When you’re looking around, it can help to write down a list of the type of care that you require. Do you want the type of place where there is supervised free play only, or the type that includes a formalised, registered grade R class on the premises and your child just moves to the next door building for grade 1?
The age of your child, your parenting philosophy and your budget will determine these, but it helps to know what different types of care offer so that you know what you’re likely to get when you walk in somewhere to have a look.
Crèche and daycare
A crèche or day care facility offers supervised play for especially babies and young toddlers. The staff may have certificates in childcare but will not necessarily have degrees in early child hood development.
There will be toys and there will be fun, and your child’s needs will be taken care of with meals, snacks, naps, changing times... and some even do potty training at a set age (though there is much debate around this, as many believe that potty training when children are ready is more successful).
These facilities usually come at a lower cost than others, and have longer operating hours, often opening as early as 06:30 and being able to care for children for around 12 hours.
An Educare facility is run on a similar basis to a crèche, but generally has a grade R class attached, although they might not follow a syllabus recognised by the department of education, so if this is important to you, do check this.
Some Educares don’t have baby groups and only take children from about age 2 or 3. Playtimes at Educares usually follow a formalised series of themes and the focus is on education while your child is cared for. If there is a grade R class, the teacher will usually have a degree in early childhood development, but this will not always be the case. Care is generally full day.
Nursery school and pre-primary
A nursery school and a pre-primary offer halfday programmes. Some also offer aftercare and holiday facilities. These schools generally don’t have baby classes, although you may find one or two that do provide care for younger siblings.
A nursery school usually accommodates toddlers from 18 months or 2 years upwards, while a pre-primary usually only takes children in the year they turn four.
Teachers will have degrees in early child hood development and the grade R class will be registered and follow the syllabus of government or private schools.
Many pre-primaries are attached to private schools and are run as part of the school, whereas nursery schools generally aren’t and usually don’t have a grade R class.
The fees tend to be at the higher end of the range and you pay extra for aftercare and holiday care. Meals usually aren’t provided and you’ll need to pack a snack for break time.
There is plenty of free play time and also plenty of supervised activity time. Older children are not usually given a sleep time, and the day usually doesn’t start until 8:30 or 9am.
Some nursery or preschools require that children are potty trained before they're admitted to the school, others allow children to potty-train when they’re ready to take that step.

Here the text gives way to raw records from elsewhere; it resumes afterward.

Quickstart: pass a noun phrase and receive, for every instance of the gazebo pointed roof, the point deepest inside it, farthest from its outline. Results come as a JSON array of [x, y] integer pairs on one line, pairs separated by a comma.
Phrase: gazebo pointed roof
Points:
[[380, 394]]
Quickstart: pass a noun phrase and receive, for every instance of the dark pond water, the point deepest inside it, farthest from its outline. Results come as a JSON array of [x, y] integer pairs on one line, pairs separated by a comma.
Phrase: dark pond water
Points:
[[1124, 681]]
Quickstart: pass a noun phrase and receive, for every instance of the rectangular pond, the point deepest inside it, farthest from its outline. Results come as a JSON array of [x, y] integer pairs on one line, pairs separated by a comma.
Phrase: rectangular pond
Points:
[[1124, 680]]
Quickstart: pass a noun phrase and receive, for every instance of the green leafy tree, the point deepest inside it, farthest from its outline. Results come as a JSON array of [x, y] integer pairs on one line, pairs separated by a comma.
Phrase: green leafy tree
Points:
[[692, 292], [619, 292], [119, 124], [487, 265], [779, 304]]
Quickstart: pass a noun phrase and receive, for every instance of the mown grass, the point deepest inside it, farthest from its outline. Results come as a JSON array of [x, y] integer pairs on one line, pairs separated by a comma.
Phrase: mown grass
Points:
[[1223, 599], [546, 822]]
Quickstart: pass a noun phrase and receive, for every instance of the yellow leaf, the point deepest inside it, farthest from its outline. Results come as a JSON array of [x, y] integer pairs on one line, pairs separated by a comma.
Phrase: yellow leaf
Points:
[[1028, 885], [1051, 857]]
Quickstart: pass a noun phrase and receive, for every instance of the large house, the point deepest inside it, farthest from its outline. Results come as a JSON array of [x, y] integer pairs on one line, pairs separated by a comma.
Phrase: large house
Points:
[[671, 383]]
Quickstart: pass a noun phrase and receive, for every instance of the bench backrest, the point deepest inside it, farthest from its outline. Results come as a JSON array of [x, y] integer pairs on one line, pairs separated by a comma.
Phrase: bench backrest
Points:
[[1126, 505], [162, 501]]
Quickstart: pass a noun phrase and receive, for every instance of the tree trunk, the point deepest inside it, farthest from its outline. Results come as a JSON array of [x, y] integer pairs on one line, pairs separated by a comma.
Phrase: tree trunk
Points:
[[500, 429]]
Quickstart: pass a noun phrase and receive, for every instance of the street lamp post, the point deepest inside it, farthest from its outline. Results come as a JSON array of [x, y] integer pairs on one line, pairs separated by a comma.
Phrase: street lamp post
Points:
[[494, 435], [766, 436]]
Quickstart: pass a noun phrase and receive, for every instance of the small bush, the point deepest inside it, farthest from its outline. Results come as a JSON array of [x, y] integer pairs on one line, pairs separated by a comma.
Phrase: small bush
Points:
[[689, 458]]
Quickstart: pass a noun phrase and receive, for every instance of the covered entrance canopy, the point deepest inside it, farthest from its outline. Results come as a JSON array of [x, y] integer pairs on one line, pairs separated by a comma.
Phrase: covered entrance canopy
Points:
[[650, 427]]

There is a wide variety of philosophies and education methods, from traditional to Montessori to Waldorf and everything in between. You really have to shop around for a school you’re comfortable with.
Grade 0 or Grade R?
There is no standardised name for the year before grade 1. I’ve used the term grade R to refer to this class for children aged 5 turning 6, but some schools call this grade 0 (and grade 00 the year before) – while others refer to grade 0 as the year children are four turning 5. All in all, very confusing.
Some primary schools offer grade R classes, but your child can also complete grade R at a registered preschool.
What type of care suits your children and budget best?